Au début, il n’avait rien d’un assassin. Il n’était même pas cruel. Puis manier des armes est apparu comme un jeu d’enfant. Il appartenait au clan des Adamites dans un pays où la majorité était zélite, mais cela lui importait peu. Puis les choses se sont gâtées, des barrages ont vu le jour sur les routes et avec eux les menaces. Chacun s’est replié sur sa communauté. La guerre s’est installée avec ses bombardements et ses horreurs gratuites. Ne restait plus que les ordres, le combat, la lutte pour survivre. La haine avait remplacé l’indifférence.

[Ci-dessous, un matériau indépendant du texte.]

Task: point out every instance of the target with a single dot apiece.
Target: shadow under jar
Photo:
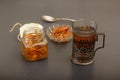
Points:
(84, 38)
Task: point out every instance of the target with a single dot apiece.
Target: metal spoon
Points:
(52, 19)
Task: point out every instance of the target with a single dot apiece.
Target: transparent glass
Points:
(84, 37)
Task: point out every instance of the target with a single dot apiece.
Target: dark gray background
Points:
(58, 65)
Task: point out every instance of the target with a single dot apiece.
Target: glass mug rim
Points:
(90, 23)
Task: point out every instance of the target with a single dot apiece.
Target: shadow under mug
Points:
(84, 38)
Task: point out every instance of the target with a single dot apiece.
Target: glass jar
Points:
(33, 42)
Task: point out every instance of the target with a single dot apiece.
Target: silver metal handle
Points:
(102, 34)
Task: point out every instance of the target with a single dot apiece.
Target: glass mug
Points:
(84, 38)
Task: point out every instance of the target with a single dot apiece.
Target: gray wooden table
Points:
(58, 66)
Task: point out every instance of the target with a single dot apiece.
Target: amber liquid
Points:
(31, 48)
(83, 44)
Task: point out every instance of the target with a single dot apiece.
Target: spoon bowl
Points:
(52, 19)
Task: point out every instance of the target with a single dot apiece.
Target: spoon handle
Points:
(65, 19)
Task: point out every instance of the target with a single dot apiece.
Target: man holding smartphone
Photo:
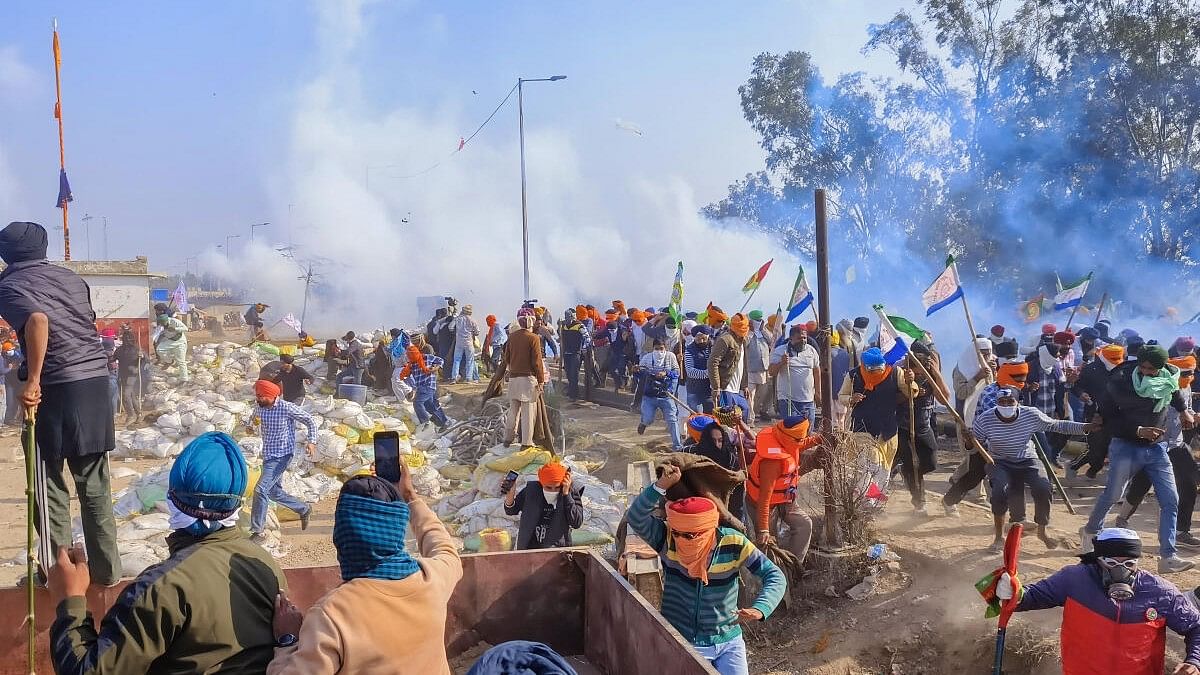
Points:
(276, 420)
(1135, 413)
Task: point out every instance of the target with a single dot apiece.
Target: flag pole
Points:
(1073, 310)
(1099, 309)
(63, 157)
(966, 310)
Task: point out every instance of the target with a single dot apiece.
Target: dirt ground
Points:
(924, 616)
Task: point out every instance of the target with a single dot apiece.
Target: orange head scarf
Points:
(1187, 366)
(1007, 370)
(552, 473)
(739, 324)
(715, 316)
(414, 357)
(1113, 353)
(699, 517)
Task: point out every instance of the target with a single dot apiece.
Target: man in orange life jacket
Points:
(1115, 615)
(779, 461)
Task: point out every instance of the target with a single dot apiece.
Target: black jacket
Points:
(529, 502)
(1125, 411)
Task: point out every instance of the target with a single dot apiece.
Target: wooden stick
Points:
(958, 418)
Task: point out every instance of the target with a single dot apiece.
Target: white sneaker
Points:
(1085, 539)
(1174, 563)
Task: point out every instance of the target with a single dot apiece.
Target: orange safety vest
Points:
(772, 448)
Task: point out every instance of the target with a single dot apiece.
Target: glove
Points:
(1005, 587)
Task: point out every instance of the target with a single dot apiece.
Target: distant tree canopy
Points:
(1025, 136)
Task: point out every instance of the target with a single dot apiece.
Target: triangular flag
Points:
(802, 297)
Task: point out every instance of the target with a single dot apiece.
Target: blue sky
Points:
(186, 120)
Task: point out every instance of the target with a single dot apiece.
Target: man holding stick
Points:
(66, 382)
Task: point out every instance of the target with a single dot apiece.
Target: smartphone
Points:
(510, 479)
(387, 451)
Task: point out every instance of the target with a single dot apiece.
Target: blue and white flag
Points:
(943, 291)
(802, 297)
(893, 344)
(179, 298)
(1071, 296)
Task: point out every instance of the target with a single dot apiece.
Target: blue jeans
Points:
(649, 405)
(729, 658)
(730, 399)
(467, 357)
(1126, 459)
(798, 408)
(269, 489)
(426, 405)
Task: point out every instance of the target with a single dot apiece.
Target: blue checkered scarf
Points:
(370, 538)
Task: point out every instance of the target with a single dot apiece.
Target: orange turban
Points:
(694, 515)
(739, 324)
(1007, 370)
(715, 316)
(1113, 353)
(267, 389)
(552, 473)
(1187, 366)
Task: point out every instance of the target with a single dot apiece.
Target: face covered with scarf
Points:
(369, 531)
(691, 532)
(207, 484)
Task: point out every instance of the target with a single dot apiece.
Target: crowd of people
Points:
(712, 377)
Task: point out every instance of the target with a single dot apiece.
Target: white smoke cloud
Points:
(463, 231)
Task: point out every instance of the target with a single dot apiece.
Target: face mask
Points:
(1117, 581)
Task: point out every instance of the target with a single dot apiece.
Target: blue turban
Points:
(369, 536)
(209, 478)
(873, 358)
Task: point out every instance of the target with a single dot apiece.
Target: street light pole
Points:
(525, 207)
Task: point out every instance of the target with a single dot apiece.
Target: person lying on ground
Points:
(1007, 434)
(208, 608)
(353, 628)
(549, 507)
(701, 563)
(1115, 614)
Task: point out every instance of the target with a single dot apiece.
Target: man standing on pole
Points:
(66, 381)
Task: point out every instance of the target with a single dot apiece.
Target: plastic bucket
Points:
(357, 393)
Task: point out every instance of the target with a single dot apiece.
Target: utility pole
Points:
(87, 225)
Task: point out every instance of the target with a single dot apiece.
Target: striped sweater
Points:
(706, 615)
(1011, 440)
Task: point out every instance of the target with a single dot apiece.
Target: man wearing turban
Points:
(353, 627)
(1135, 413)
(208, 608)
(549, 508)
(67, 381)
(702, 562)
(276, 423)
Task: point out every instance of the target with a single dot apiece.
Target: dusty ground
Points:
(924, 617)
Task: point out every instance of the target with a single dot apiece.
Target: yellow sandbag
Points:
(455, 472)
(495, 539)
(520, 459)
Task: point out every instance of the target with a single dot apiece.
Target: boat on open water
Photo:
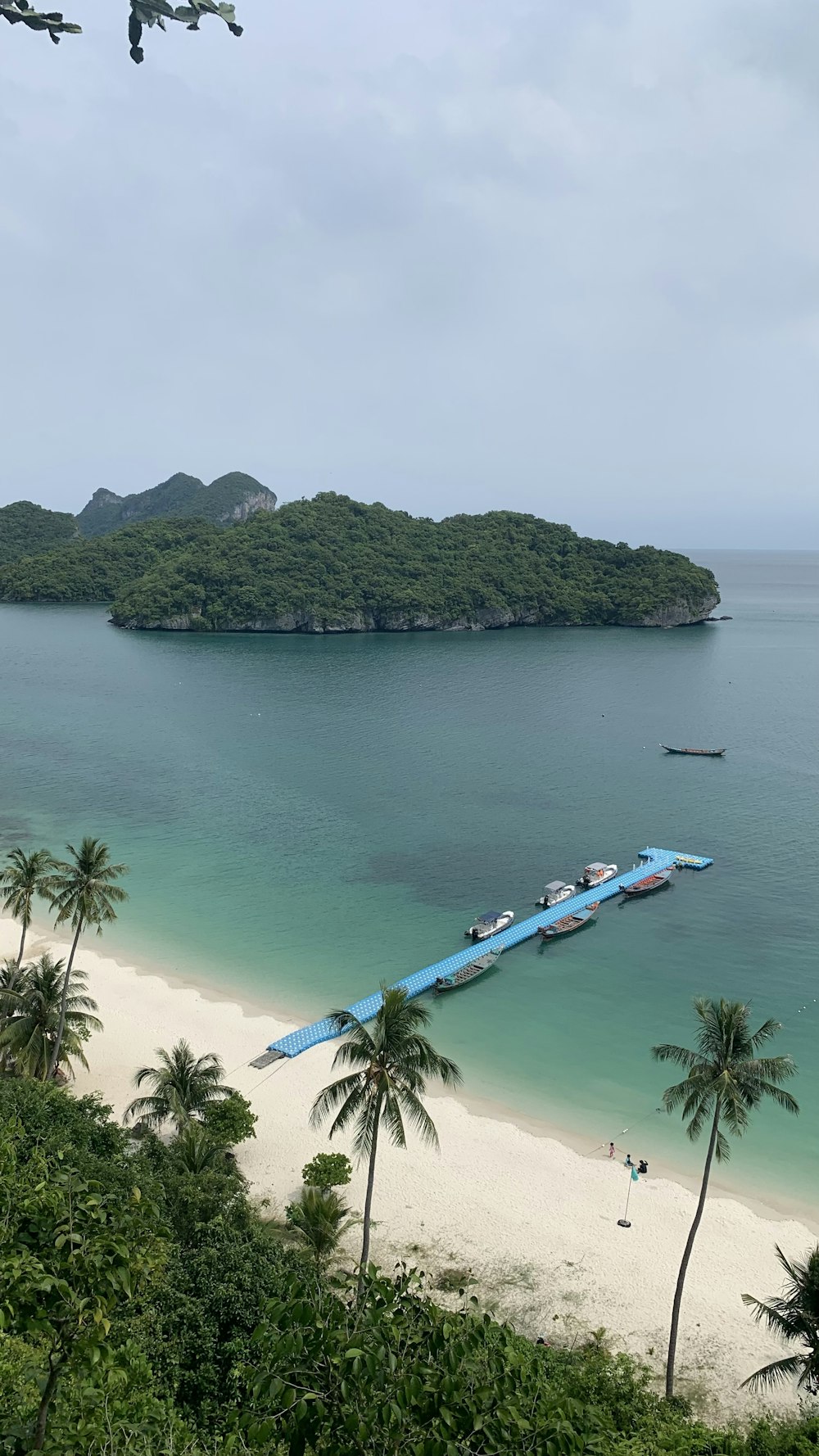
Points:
(570, 922)
(490, 924)
(596, 874)
(646, 887)
(697, 753)
(555, 892)
(467, 973)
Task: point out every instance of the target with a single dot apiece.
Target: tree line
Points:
(338, 563)
(147, 1305)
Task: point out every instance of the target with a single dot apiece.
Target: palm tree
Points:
(24, 879)
(29, 1034)
(321, 1218)
(84, 892)
(793, 1315)
(725, 1081)
(183, 1087)
(392, 1065)
(12, 982)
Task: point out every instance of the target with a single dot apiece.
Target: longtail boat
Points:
(570, 922)
(467, 973)
(652, 883)
(697, 753)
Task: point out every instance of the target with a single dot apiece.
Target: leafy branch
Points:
(143, 12)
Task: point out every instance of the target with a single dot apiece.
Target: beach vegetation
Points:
(149, 1331)
(327, 1171)
(84, 892)
(391, 1062)
(231, 1120)
(22, 879)
(725, 1082)
(321, 1219)
(183, 1087)
(34, 1010)
(793, 1317)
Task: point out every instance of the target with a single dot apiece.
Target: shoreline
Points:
(512, 1200)
(491, 1110)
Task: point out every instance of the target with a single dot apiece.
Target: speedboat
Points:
(554, 893)
(467, 973)
(490, 924)
(596, 872)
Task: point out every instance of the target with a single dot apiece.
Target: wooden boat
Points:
(697, 753)
(570, 922)
(467, 973)
(646, 887)
(490, 924)
(596, 872)
(554, 893)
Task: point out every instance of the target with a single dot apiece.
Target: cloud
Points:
(560, 258)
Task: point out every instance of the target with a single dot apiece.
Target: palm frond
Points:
(774, 1373)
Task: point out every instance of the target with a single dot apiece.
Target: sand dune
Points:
(534, 1219)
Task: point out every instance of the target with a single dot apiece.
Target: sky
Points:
(454, 255)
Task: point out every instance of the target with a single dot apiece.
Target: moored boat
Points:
(596, 874)
(570, 922)
(467, 973)
(555, 892)
(490, 924)
(646, 887)
(697, 753)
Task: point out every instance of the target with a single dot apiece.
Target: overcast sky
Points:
(448, 254)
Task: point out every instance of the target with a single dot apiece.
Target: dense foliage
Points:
(178, 497)
(26, 529)
(334, 563)
(178, 1324)
(101, 568)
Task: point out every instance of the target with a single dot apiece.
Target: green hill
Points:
(99, 568)
(337, 565)
(231, 498)
(26, 527)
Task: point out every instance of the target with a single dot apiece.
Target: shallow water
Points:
(306, 817)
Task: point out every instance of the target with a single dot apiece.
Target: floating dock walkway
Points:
(654, 861)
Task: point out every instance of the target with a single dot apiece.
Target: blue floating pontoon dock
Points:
(654, 861)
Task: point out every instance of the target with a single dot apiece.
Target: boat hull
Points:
(647, 887)
(465, 976)
(695, 753)
(570, 924)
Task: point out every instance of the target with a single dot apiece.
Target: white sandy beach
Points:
(534, 1219)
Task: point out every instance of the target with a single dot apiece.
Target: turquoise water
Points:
(308, 817)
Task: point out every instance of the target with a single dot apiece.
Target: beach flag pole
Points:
(626, 1220)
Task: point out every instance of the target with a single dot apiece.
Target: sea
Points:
(310, 817)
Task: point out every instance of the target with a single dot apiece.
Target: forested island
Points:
(338, 565)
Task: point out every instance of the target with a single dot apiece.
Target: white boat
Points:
(596, 872)
(555, 892)
(490, 924)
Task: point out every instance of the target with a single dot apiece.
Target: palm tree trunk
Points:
(54, 1057)
(43, 1411)
(686, 1255)
(22, 944)
(369, 1199)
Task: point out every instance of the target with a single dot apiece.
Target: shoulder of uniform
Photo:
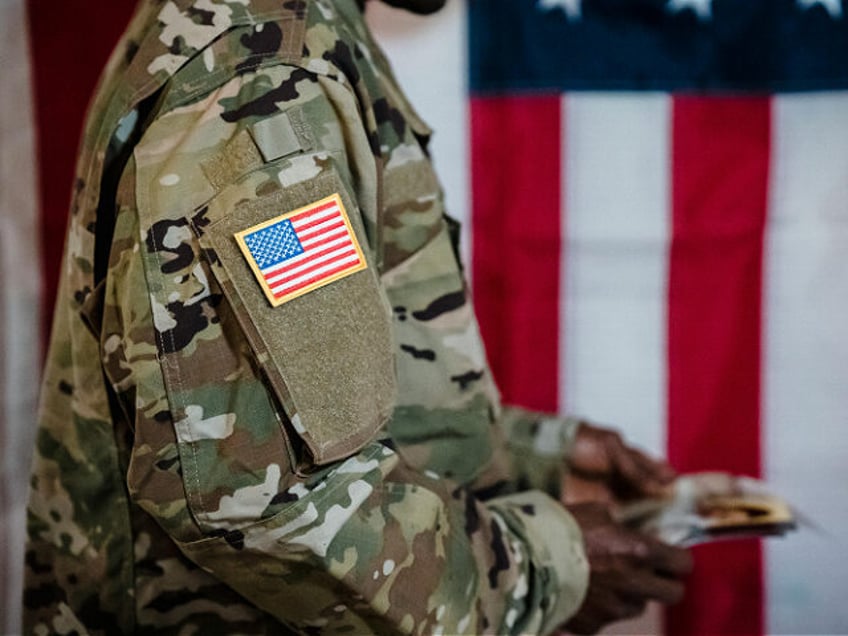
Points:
(322, 37)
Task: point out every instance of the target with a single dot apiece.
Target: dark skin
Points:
(626, 569)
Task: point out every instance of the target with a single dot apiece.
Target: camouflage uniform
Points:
(209, 463)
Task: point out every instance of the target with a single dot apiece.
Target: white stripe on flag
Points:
(291, 285)
(20, 294)
(616, 227)
(806, 370)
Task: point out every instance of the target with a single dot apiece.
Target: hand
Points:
(604, 468)
(626, 570)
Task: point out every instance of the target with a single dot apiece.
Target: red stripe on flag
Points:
(63, 86)
(516, 179)
(348, 250)
(314, 279)
(306, 232)
(721, 149)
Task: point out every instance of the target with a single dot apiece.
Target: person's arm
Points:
(575, 461)
(257, 433)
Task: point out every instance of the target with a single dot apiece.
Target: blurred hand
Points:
(626, 570)
(604, 468)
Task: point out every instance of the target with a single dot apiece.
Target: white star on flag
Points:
(833, 7)
(702, 8)
(572, 8)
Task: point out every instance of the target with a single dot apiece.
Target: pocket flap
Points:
(327, 349)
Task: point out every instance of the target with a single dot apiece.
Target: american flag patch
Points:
(300, 251)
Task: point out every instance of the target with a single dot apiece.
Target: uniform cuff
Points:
(557, 552)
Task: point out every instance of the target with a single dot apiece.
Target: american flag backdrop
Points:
(658, 240)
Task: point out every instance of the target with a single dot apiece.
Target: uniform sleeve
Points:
(537, 447)
(259, 430)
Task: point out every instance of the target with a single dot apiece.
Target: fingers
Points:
(601, 453)
(638, 473)
(669, 560)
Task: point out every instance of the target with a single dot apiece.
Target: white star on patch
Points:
(833, 7)
(572, 8)
(702, 8)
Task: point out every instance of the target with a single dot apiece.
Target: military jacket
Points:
(320, 448)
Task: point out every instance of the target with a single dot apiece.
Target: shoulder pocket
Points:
(326, 349)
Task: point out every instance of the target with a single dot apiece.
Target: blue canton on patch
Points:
(273, 244)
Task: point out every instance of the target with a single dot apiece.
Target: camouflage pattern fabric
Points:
(209, 463)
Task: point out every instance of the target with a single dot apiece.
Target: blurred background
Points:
(655, 202)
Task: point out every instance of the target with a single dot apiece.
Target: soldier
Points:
(266, 405)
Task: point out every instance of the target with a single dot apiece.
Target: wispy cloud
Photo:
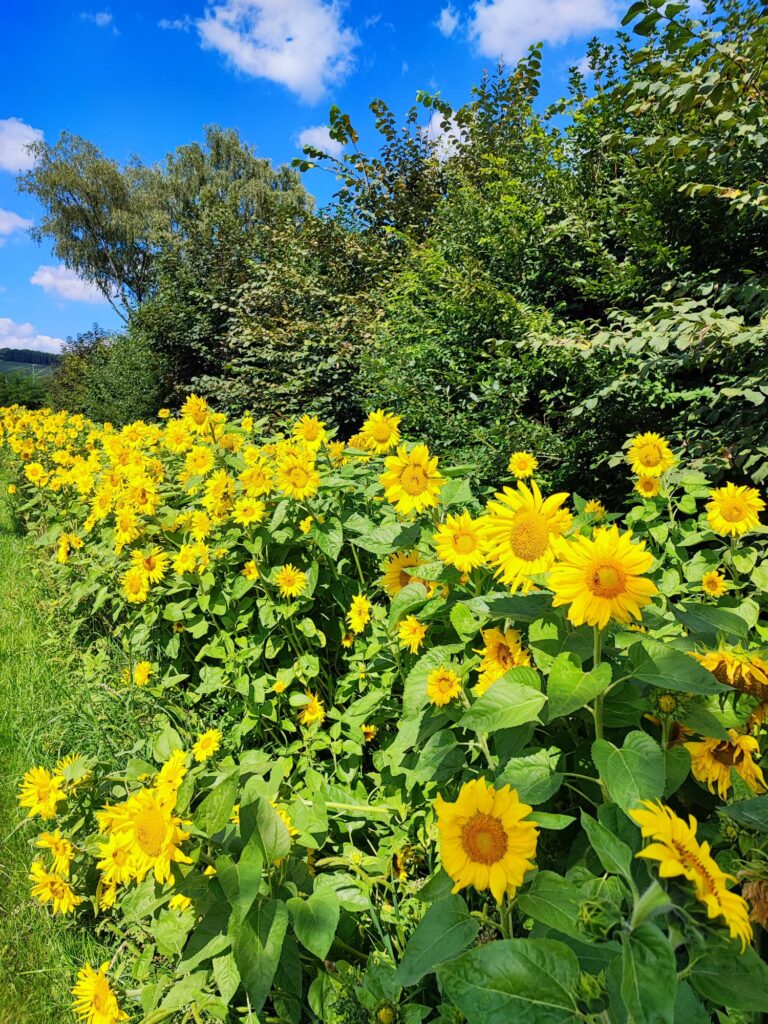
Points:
(507, 28)
(65, 284)
(15, 135)
(14, 335)
(301, 44)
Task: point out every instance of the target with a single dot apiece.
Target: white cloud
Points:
(320, 137)
(507, 28)
(25, 336)
(14, 137)
(180, 24)
(101, 18)
(448, 23)
(10, 222)
(65, 284)
(301, 44)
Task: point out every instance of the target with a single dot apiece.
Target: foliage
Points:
(314, 849)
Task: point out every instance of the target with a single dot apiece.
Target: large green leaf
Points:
(648, 976)
(257, 941)
(528, 981)
(445, 930)
(632, 773)
(730, 978)
(659, 665)
(315, 920)
(569, 688)
(509, 701)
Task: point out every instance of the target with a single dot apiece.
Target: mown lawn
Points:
(39, 721)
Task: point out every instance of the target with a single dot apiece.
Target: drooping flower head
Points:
(485, 840)
(679, 853)
(649, 455)
(601, 578)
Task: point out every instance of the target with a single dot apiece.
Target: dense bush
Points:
(400, 755)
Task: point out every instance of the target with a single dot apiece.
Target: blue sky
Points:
(142, 77)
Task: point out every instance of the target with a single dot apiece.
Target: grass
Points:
(41, 699)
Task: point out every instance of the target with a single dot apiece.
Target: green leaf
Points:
(632, 773)
(256, 946)
(445, 930)
(509, 701)
(528, 981)
(216, 809)
(614, 855)
(648, 976)
(753, 813)
(315, 920)
(730, 978)
(569, 688)
(658, 665)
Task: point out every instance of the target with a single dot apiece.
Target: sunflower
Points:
(61, 851)
(135, 585)
(485, 840)
(154, 563)
(459, 542)
(443, 686)
(714, 584)
(747, 673)
(649, 455)
(40, 793)
(712, 761)
(52, 889)
(248, 511)
(313, 711)
(732, 511)
(522, 464)
(310, 431)
(411, 634)
(647, 486)
(359, 613)
(519, 529)
(395, 578)
(411, 480)
(381, 431)
(600, 578)
(297, 476)
(680, 854)
(290, 581)
(502, 652)
(207, 744)
(154, 830)
(95, 1003)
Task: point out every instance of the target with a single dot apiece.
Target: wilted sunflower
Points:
(411, 480)
(681, 855)
(649, 455)
(94, 1001)
(459, 542)
(518, 531)
(600, 578)
(712, 761)
(485, 840)
(732, 511)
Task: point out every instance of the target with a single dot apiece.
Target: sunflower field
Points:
(402, 752)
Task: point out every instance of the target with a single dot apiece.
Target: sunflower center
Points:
(483, 839)
(528, 537)
(732, 511)
(607, 580)
(151, 826)
(414, 480)
(464, 543)
(649, 456)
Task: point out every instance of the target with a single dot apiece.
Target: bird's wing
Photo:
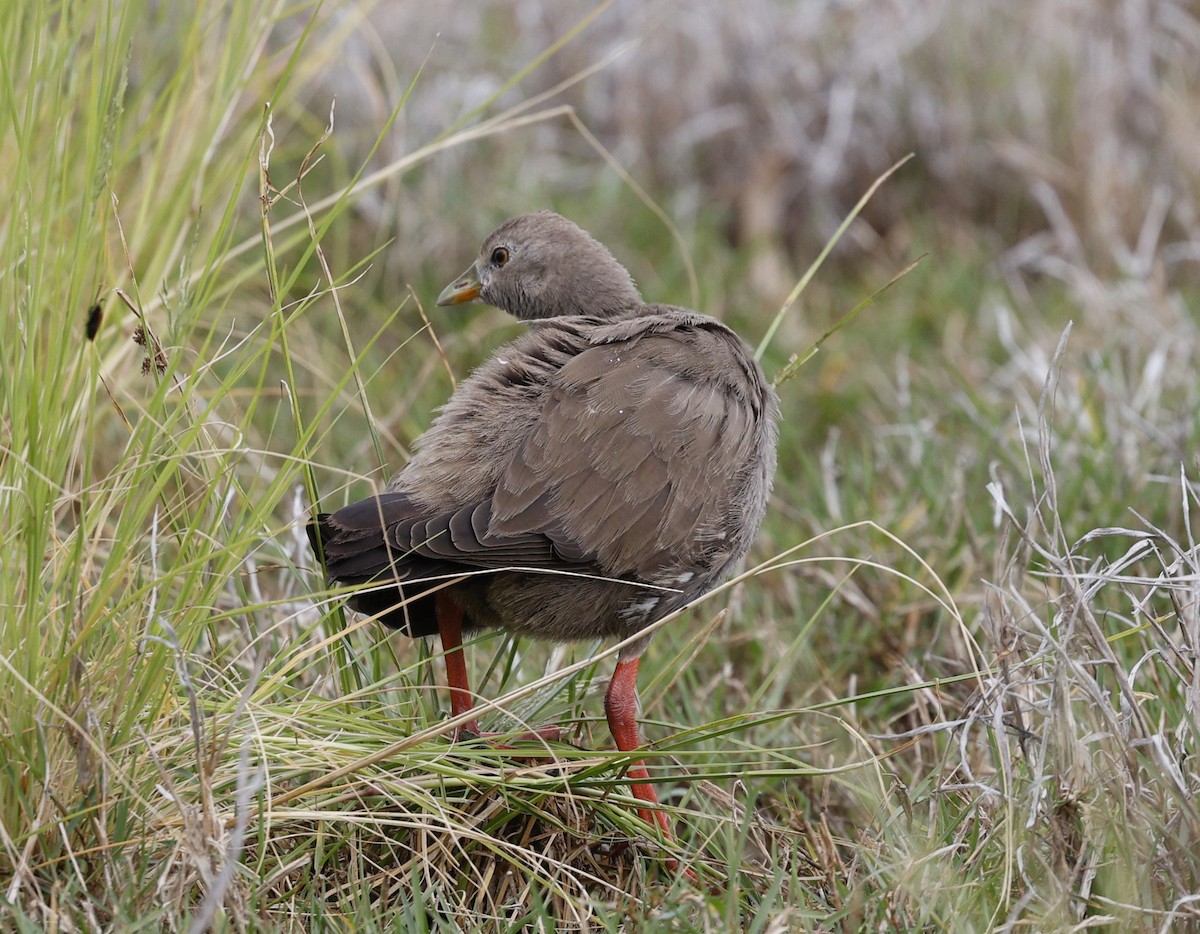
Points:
(630, 468)
(635, 457)
(388, 534)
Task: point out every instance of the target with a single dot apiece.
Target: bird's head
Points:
(541, 265)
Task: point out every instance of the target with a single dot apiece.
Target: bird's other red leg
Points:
(621, 706)
(449, 612)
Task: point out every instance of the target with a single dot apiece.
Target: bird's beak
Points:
(465, 288)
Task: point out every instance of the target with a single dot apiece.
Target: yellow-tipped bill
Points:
(465, 288)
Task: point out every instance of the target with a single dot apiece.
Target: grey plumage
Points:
(629, 448)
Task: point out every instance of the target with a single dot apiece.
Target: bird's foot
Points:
(471, 730)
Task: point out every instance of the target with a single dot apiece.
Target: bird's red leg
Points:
(621, 707)
(449, 612)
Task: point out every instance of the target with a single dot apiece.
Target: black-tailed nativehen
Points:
(599, 472)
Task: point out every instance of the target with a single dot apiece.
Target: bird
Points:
(605, 468)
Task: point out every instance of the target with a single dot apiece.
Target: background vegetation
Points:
(957, 687)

L’acteur Swann Arlaud et la metteuse en scène Tatiana Vialle ont découvert, il y a trente ans, ce texte d’Adel Hakim, l’ancien directeur du Théâtre des Quartiers d’Ivry. Il l’avait écrit en 1991 pendant la guerre du Liban, mais la pièce brossait un portrait universel des dégâts de la guerre en se plaçant dans la tête et le corps d’un guerrier. La langue s’échappe vers l’oralité (« le phone était coupé » …, « tout est out », « Lost pour toujours »), invente des mots pour leurs sonorités qui claquent (les « Klaschingues » pour les mitrailleuses). Sur scène, dans un décor destroy d’échafaudages métalliques avec une tour hérissée de lumières, faisant penser à un mirador, Swann Arlaud se déplace souplement. En arrière-plan le musicien Mahut crée un décor sonore qui évoque sans réalisme plat le bruit des bombes, des balles traçantes, de la ferraille qui tombe. Dans un univers très sombre, les éclairages soulignent la silhouette de l’acteur sur fond de ville en feu.
Swann Arlaud nous emmène dans la tête et le corps du guerrier. Il dessine au sol à l’aide d’une craie sa géographie mentale. Souple il grimpe sur les échafaudages, fragile il recule, apeuré devant les premiers barrages et les menaces des miliciens. Puis son regard devient dur, s’emplit de haine. Vainqueur il regarde la ville brûler, vaincu, il se débat.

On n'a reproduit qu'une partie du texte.